22377번 - Irreversible Reactions 다국어

Life is ephemeral. What is done sometimes cannot be irreversible. In terms of this, chemical reaction networks are similar to life.

For brevity, we model a chemical reaction network as follows. There are $N$ states in a chemical reaction network. The reaction starts with the state $S$. $M$ distinct pairs ($u_i$, $v_i$) of states have a relation such that $u_i$ can be transited to $v_i$. For each unit of time, a state is transited to other states if there is at least one state that can be transited from the state. If there are no such states, the state does not change. If there are two or more states to which the current state can be transited, the next state is selected at uniformly random from these states.

In an experiment of the chemical reaction network, we stop the experiment when the current state does not change. In addition, after transitions, it might reach a state from which it's impossible to return back to $S$ by repeating transitions. In such cases we also stop the experiment. Your task as a bioinformatics researcher is to write a program to compute the expected time until we stop the experiment. If the expected time is infinite, output $-1$ instead.

A more precise description of the experiment termination criteria is the following. If there are no states that can be transited from the current state, we stop the experiment immediately. Otherwise, the experiment does not stop, if it is possible to return back to $S$ from the current state by repeating zero or more transitions. In other words, the state $S$ itself is always considered as a state that can return to $S$ in this case.

The input consists of a single test case in the format below.

$N$ $M$ $S$

$u_1$ $v_1$

$\vdots$

$u_M$ $v_M$

The first line contains three integers $N$ ($2 \le N \le 200$), $M$ ($1 \le M \le \min{(N(N-1)1000)}$), $S$ ($1 \le S \le N$). $N$ is the number of states in a chemical reaction network. $M$ is the number of transitions between states. $S$ is the initial state. The $i$-th of the following $M$ lines represents the $i$-th transition, which means a state $u_i$ can be transited to $v_i$ ($1 \le u_i, v_i \le N$, $u_i \ne v_i$). Note that it does not necessarily imply $v_i$ can be transitioned to $u_i$. It is guaranteed that the pairs $u_i$ and $v_i$ are distinct. That is, for $1 \le i < j \le M$, either $u_i \ne u_j$ or $v_i \ne v_j$ holds.

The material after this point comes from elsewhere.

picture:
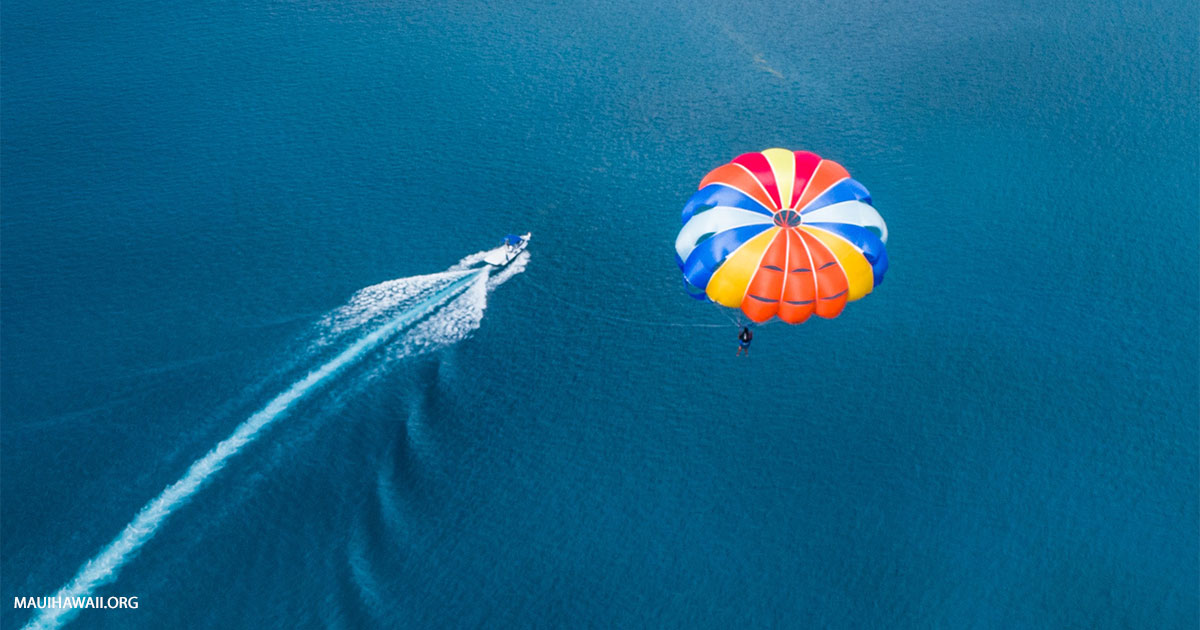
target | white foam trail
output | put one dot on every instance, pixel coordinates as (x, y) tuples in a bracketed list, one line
[(379, 300), (106, 565)]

Output the expected time to reach one of the states from which it's impossible to return back to the initial state $S$. The expected time can be huge, thus outputs the expected time modulo $10^9 + 7$. More precisely, if it is finite, the expected time can be represented as an irreducible fraction $b/a$, and you should output the minimum non-negative integer $x$ which satisfies $ax \equiv b \bmod {10^9 + 7}$. You may assume that such $x$ exists for the given input.

If the expected time is infinity, output $-1$ instead.